Closed Bug 638821 Opened 13 years ago Closed 13 years ago

Possible lock order inconsistency (potential deadlock) in SSL machinery

Categories

(NSS :: Libraries, defect, P2)

x86_64
Linux
defect

Tracking

(Not tracked)

RESOLVED FIXED
3.12.10

People

(Reporter: jseward, Assigned: wtc)

Details

Attachments

(1 file)

using Helgrinding setup described in bug 551155 comment 13 and later
(ignore preceding junk)

when loading http://blog.chromium.org/2011/01/html-video-codec-support-in-chrome.html

It appears there's a lock acquisition order inconsistency, leading to report below.

-------------------

From code inspection:

security/nss/lib/ssl/sslcon.c:3128:

3128	ssl_GetXmitBufLock(ss);    /***************************************/
3129	ssl_GetSSL3HandshakeLock(ss);

acquires XmitBufLock then SSL3HandshakeLock

vs

security/nss/lib/ssl/ssl3con.c:5700

5700    PORT_Assert( ss->opt.noLocks || ssl_HaveSSL3HandshakeLock(ss) );
5701
5702    if (ws != wait_hello_done  &&
5703        ws != wait_server_cert &&
5704	ws != wait_server_key  &&
5705	ws != wait_cert_request) {
5706	SSL3_SendAlert(ss, alert_fatal, unexpected_message);
5707	PORT_SetError(SSL_ERROR_RX_UNEXPECTED_HELLO_DONE);
5708	return SECFailure;
5709    }
5710
5711    ssl_GetXmitBufLock(ss);		/*******************************/

acquires SSL3HandshakeLock(implied) then XmitBufLock

hence potential deadlock

-------------------

Report:

Thread #21: lock order "0x25AB2D18 before 0x25AAFD48" violated
   at 0x4C2BC62: pthread_mutex_lock (/home/sewardj/VgTRUNK/trunk/helgrind/hg_intercepts.c:496)
   by 0x7A3E4F5: PR_Lock (nsprpub/pr/src/pthreads/ptsynch.c:208)
   by 0x7A3E60D: PR_EnterMonitor (nsprpub/pr/src/pthreads/ptsynch.c:591)
   by 0xBA36CB3: ssl3_HandleServerHelloDone (security/nss/lib/ssl/ssl3con.c:5711)
   by 0xBA3A9C6: ssl3_HandleHandshakeMessage (security/nss/lib/ssl/ssl3con.c:8632)
   by 0xBA3B6F6: ssl3_HandleRecord (security/nss/lib/ssl/ssl3con.c:8727)
   by 0xBA3BC86: ssl3_GatherCompleteHandshake (security/nss/lib/ssl/ssl3gthr.c:209)
   by 0xBA3DC96: ssl_GatherRecord1stHandshake (security/nss/lib/ssl/sslcon.c:1258)
   by 0xBA42A0A: ssl_Do1stHandshake (security/nss/lib/ssl/sslsecur.c:151)
   by 0xBA4369D: ssl_SecureSend (security/nss/lib/ssl/sslsecur.c:1213)
   by 0xBA468D4: ssl_Write (security/nss/lib/ssl/sslsock.c:1652)
   by 0x600FE95: nsSSLThread::Run() (security/manager/ssl/src/nsSSLThread.cpp:1045)
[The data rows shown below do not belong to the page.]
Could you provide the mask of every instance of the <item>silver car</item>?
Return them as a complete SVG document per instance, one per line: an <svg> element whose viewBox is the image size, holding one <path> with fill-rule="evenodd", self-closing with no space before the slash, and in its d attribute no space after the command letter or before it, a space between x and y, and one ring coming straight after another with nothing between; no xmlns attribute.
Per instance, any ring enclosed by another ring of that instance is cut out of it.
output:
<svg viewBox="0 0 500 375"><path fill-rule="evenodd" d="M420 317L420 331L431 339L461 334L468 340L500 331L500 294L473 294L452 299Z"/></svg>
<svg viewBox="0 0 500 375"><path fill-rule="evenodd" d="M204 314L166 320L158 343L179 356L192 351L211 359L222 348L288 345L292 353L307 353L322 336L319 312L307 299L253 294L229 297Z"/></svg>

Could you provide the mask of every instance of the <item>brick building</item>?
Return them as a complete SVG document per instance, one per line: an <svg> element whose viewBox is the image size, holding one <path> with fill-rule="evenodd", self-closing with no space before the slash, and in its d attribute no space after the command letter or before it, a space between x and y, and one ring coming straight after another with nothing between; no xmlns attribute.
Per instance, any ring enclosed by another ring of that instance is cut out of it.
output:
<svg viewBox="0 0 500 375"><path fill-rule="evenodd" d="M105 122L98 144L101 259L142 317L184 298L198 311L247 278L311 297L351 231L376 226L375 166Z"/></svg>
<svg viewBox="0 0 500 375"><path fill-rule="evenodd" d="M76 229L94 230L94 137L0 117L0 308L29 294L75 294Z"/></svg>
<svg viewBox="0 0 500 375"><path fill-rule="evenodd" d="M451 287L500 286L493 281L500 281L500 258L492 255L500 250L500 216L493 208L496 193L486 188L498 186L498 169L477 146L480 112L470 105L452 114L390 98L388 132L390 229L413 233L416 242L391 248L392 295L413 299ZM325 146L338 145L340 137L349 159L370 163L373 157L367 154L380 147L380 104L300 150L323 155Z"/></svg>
  Required order was established by acquisition of lock at 0x25AB2D18
   at 0x4C2BC62: pthread_mutex_lock (/home/sewardj/VgTRUNK/trunk/helgrind/hg_intercepts.c:496)
   by 0x7A3E4F5: PR_Lock (nsprpub/pr/src/pthreads/ptsynch.c:208)
   by 0x7A3E60D: PR_EnterMonitor (nsprpub/pr/src/pthreads/ptsynch.c:591)
   by 0xBA3D9FC: ssl2_BeginClientHandshake (security/nss/lib/ssl/sslcon.c:3128)
   by 0xBA42A0A: ssl_Do1stHandshake (security/nss/lib/ssl/sslsecur.c:151)
   by 0xBA4369D: ssl_SecureSend (security/nss/lib/ssl/sslsecur.c:1213)
   by 0xBA468D4: ssl_Write (security/nss/lib/ssl/sslsock.c:1652)
   by 0x600FE95: nsSSLThread::Run() (security/manager/ssl/src/nsSSLThread.cpp:1045)
   by 0x600F7D8: nsPSMBackgroundThread::nsThreadRunner(void*) (security/manager/ssl/src/nsPSMBackgroundThread.cpp:44)
   by 0x7A43A1C: _pt_root (nsprpub/pr/src/pthreads/ptthread.c:189)
   by 0x4C2CBE7: mythread_wrapper (/home/sewardj/VgTRUNK/trunk/helgrind/hg_intercepts.c:221)
   by 0x4E369C9: start_thread (/build/buildd/eglibc-2.11.1/nptl/pthread_create.c:300)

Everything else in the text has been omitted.